About hair loss
Hair loss is common and has many causes. The most frequent pattern — affecting around 50% of men and 25% of women in Ireland to some degree by their 50s — is androgenetic alopecia (male- or female-pattern hair loss). Other patterns include telogen effluvium (diffuse shedding after a stressor), alopecia areata (patchy autoimmune loss), and scarring alopecias. Identifying the type guides treatment.
Symptoms and signs by type
Per NICE CKS:
- Male-pattern (androgenetic): gradual receding hairline at the temples and crown thinning
- Female-pattern: gradual diffuse thinning across the top of the scalp; frontal hairline usually preserved
- Telogen effluvium: sudden diffuse shedding 2–3 months after a trigger (stress, illness, surgery, postpartum, weight loss, iron deficiency, thyroid imbalance, certain medications)
- Alopecia areata: smooth round patches of complete hair loss; can affect any body site; often autoimmune
- Scarring alopecia: hair loss with visible scalp inflammation, redness, scaling, or scarring — needs specialist review
When to seek help — and when specialist review is needed
An Online Doctor consultation is appropriate for: typical androgenetic alopecia, telogen effluvium after a clear trigger, and discussing treatment options. Seek in-person or dermatology review for: patchy hair loss (alopecia areata or other causes); any sign of scalp scarring, redness, scaling, or inflammation; sudden severe hair loss; hair loss with systemic symptoms (rash, joint pain, fatigue); rapid onset hair loss in a young woman; or significant psychological distress that warrants in-person support.
Investigation
For diffuse hair loss the Online Doctor may recommend blood tests including: full blood count, ferritin (iron stores), thyroid function, and sometimes vitamin D. Low ferritin (especially below 30 ng/mL) and hypothyroidism are common reversible contributors. Hormonal investigation (testosterone, DHEAS) may be relevant in women with signs of androgen excess.
Treatment options
Per NICE and dermatology guidance:
- Topical minoxidil — applied to the scalp once or twice daily. Slows progression and modestly regrows hair in many men and women. Effects appear over 3–6 months; needs continued use to maintain
- Oral finasteride — for men with androgenetic alopecia. Blocks DHT (the hormone driving hair loss). Slows progression and may modestly regrow hair in around two-thirds of men.

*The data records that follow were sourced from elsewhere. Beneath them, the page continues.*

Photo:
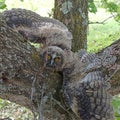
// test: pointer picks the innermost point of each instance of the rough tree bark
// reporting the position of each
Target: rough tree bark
(23, 80)
(74, 14)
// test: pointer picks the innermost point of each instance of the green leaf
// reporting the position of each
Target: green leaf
(66, 7)
(91, 6)
(112, 7)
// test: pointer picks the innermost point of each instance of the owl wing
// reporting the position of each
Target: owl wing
(36, 28)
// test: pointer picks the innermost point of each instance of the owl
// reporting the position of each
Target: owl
(38, 29)
(85, 90)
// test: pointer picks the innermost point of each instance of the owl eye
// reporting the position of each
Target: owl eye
(57, 59)
(48, 57)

Side effects (rare but include sexual side effects) require informed discussion
- Oral dutasteride — selected cases under specialist guidance
- Address reversible causes — iron supplementation if low ferritin; thyroid treatment if abnormal; medication review
- Specialist referral for alopecia areata (intralesional steroids, JAK inhibitors), scarring alopecias, or extensive hair loss
- Cosmetic options — wigs, hair systems, hair transplantation — discussed alongside medical treatment
Self-care and lifestyle
Be gentle with your hair — avoid tight styles that pull at the hairline (traction alopecia), excessive heat or chemical treatments. Eat a balanced diet adequate in iron, protein, and zinc. Manage stress where possible. Most over-the-counter "hair growth" supplements lack strong evidence — beware of marketing claims. Most importantly: have realistic expectations. Medical treatment slows progression and modestly improves hair density — it doesn't typically restore a full head of hair.
Frequently asked questions
Can I get finasteride from an Online Doctor?
Yes — for adult men with androgenetic alopecia who have been informed of the benefits, side-effect profile, and need for ongoing use. The Online Doctor will discuss the rare but important sexual side effects and other considerations. Finasteride is not appropriate for women of reproductive age.
Does stress cause hair loss?
Significant stress can trigger telogen effluvium — diffuse shedding starting 2–3 months after the stressor. The good news: it's usually reversible. Hair regrowth typically begins within 6 months of the trigger being resolved.
Will my hair loss be permanent?
Depends on the type. Androgenetic alopecia is progressive without treatment but slows or improves with minoxidil/finasteride. Telogen effluvium is usually reversible. Alopecia areata often regrows but may recur. Scarring alopecias may cause permanent loss without prompt treatment — hence early specialist review matters.
What about hair transplants?
Hair transplantation (FUE, FUT) can be very effective for stable androgenetic alopecia, particularly in men. Most reputable clinicians recommend stabilising hair loss with medical treatment (minoxidil ± finasteride) first, then transplantation for definitive results. Cost is significant and it's not covered by HSE.